In a hasty special session Monday and Tuesday, the West Virginia legislature suspended regular order to rush to enact a new tax incentive worth at least $1 billion per project, for an unnamed corporate beneficiary. That company was later revealed to be Nucor, Inc., the nation’s largest steel producer. Its projected $2.7+ billion investment will apparently entitle it to tax credits totaling $1.35+ billion (at 50% under the new law). The deal also includes $315 million in matching cash for the company’s infrastructure investments.

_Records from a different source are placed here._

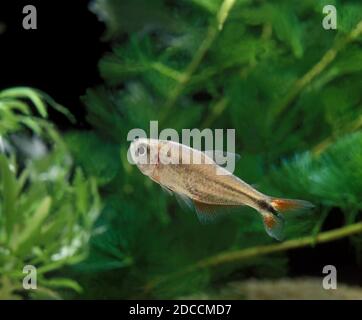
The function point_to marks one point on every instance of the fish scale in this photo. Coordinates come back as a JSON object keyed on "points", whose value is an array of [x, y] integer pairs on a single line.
{"points": [[203, 184]]}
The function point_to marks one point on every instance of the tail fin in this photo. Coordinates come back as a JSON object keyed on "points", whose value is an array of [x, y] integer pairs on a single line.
{"points": [[284, 205], [272, 214]]}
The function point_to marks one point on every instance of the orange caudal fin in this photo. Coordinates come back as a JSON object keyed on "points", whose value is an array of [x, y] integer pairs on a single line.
{"points": [[285, 205]]}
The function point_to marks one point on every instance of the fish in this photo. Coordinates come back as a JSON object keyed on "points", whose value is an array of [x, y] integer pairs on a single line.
{"points": [[201, 184]]}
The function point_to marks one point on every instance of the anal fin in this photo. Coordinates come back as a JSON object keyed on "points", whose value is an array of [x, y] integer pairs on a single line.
{"points": [[207, 213]]}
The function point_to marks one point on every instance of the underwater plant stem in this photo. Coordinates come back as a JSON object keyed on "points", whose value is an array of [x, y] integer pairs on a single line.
{"points": [[244, 254], [318, 68]]}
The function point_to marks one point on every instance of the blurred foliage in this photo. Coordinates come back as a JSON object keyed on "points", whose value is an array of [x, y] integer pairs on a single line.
{"points": [[47, 207], [292, 91]]}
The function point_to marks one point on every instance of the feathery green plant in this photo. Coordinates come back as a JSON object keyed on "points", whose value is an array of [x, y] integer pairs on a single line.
{"points": [[292, 91], [46, 210]]}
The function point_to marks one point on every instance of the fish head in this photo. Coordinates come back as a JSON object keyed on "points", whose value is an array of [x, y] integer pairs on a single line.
{"points": [[145, 154]]}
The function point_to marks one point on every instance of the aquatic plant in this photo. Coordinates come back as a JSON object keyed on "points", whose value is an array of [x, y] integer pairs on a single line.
{"points": [[290, 88], [47, 206]]}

The project location is in Mason County, on West Virginia’s border with Ohio. Mason County actually protrudes into Meigs County, Ohio and borders Gallia County, Ohio. It is not far from Lawrence County and other counties in Kentucky. Indeed, Mason County’s Economic Development Authority touts three main highways: Route 35 (which crosses the Ohio River into Ohio); Route 64 (which goes to Kentucky); and Route 77 (which goes north, linking to more bridges into Ohio, and then to Ohio itself). The Mason County EDA website even touts nearby Ohio employers, including Bob Evans, Holzer Clinic/Medical Center, Gavin Plant, and the Kyger Creek Power Plant.

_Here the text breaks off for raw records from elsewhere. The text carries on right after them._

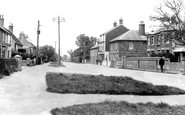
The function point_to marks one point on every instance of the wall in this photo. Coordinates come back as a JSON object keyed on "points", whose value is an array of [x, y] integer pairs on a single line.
{"points": [[93, 55], [113, 34], [139, 49]]}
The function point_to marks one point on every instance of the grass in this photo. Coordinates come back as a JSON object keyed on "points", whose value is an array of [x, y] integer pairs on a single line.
{"points": [[100, 84], [56, 64], [120, 108]]}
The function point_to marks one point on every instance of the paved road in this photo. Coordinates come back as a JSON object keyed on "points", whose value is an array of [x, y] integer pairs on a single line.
{"points": [[23, 93]]}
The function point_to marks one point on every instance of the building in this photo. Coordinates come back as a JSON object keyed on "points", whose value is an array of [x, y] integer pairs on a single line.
{"points": [[8, 41], [93, 54], [133, 43], [27, 45], [166, 42], [105, 38]]}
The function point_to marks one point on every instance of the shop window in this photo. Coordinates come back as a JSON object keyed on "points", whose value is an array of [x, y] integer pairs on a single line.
{"points": [[131, 45]]}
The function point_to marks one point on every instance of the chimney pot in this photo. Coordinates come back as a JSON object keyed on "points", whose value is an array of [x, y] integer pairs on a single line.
{"points": [[115, 24], [121, 21], [2, 20], [142, 28]]}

With no West Virginia hiring provisions, the jobs and tax revenues from this project will greatly benefit Kentucky and Ohio while the full cost of the corporate tax subsidy falls on West Virginia taxpayers.

“West Virginia’s Nucor deal is the latest billion-dollar reason why states should cooperate on jobs instead of passively allowing themselves to be manipulated by corporations,” said Greg LeRoy of Good Jobs First. “The professional euphemism for this problem is ‘leakage.’ Hundreds of American communities have multi-state commuting sheds.”

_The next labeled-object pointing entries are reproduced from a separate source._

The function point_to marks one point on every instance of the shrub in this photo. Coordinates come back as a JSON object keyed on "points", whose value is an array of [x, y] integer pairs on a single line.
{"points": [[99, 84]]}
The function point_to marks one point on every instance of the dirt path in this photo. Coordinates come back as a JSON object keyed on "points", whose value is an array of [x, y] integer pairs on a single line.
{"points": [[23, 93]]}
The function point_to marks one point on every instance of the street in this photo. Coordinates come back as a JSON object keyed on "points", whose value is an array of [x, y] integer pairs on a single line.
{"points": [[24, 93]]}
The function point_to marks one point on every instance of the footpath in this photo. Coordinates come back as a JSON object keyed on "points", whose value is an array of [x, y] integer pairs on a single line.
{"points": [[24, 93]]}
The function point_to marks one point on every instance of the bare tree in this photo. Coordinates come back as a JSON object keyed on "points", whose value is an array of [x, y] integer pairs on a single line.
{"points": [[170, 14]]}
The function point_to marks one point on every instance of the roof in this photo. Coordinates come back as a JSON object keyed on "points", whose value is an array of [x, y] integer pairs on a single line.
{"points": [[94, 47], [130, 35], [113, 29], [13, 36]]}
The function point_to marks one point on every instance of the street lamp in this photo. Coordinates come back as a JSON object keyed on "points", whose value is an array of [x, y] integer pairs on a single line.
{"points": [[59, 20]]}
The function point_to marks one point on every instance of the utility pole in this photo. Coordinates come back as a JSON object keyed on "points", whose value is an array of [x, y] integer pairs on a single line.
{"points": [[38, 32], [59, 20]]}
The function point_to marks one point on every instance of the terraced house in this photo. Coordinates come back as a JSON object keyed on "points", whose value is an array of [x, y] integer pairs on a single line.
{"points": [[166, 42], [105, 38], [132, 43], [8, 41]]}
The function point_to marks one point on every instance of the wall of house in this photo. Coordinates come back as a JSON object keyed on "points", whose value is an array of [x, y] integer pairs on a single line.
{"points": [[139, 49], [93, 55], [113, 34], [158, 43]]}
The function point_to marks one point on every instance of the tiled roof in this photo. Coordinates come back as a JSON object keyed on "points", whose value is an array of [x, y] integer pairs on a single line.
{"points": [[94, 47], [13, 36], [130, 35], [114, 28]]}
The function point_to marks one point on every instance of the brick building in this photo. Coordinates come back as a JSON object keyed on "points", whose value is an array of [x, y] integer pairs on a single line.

“Our states should work together to reverse the rapidly escalating war for bigger and bigger corporate tax breaks and subsidies,” said Jason Bailey of the Kentucky Center for Economic Policy. “Corporations are the real winners, and our states and their residents lose out when they play us for massive subsidies of decisions they would make anyway.”

“Corporate tax subsidies like the one passed by the West Virginia Legislature this week create a race to the bottom among neighboring states, where taxpayers are left footing the bill. In addition to over $1.3 billion in tax breaks, lawmakers are using pandemic relief funds to supplant state dollars and hand Nucor $315 million in cash,” said Kelly Allen of the West Virginia Center on Budget and Policy. “In this case, West Virginia taxpayers are on the hook, while Kentucky and Ohio will see a big chunk of any economic and tax-revenue benefits—though research shows that these deals rarely produce their promised value for local communities.”

“The winners of these subsidies today could well be the losers tomorrow,” said Hannah Halbert, executive director of Policy Matters Ohio. “Tax incentives have never been the main reason companies locate where they do, and they make it more difficult for states to provide public services that businesses and employees depend on—including the roads they drive on and the public education system that instructs their children. State should end the subsidy war and focus on providing for the needs of their communities.”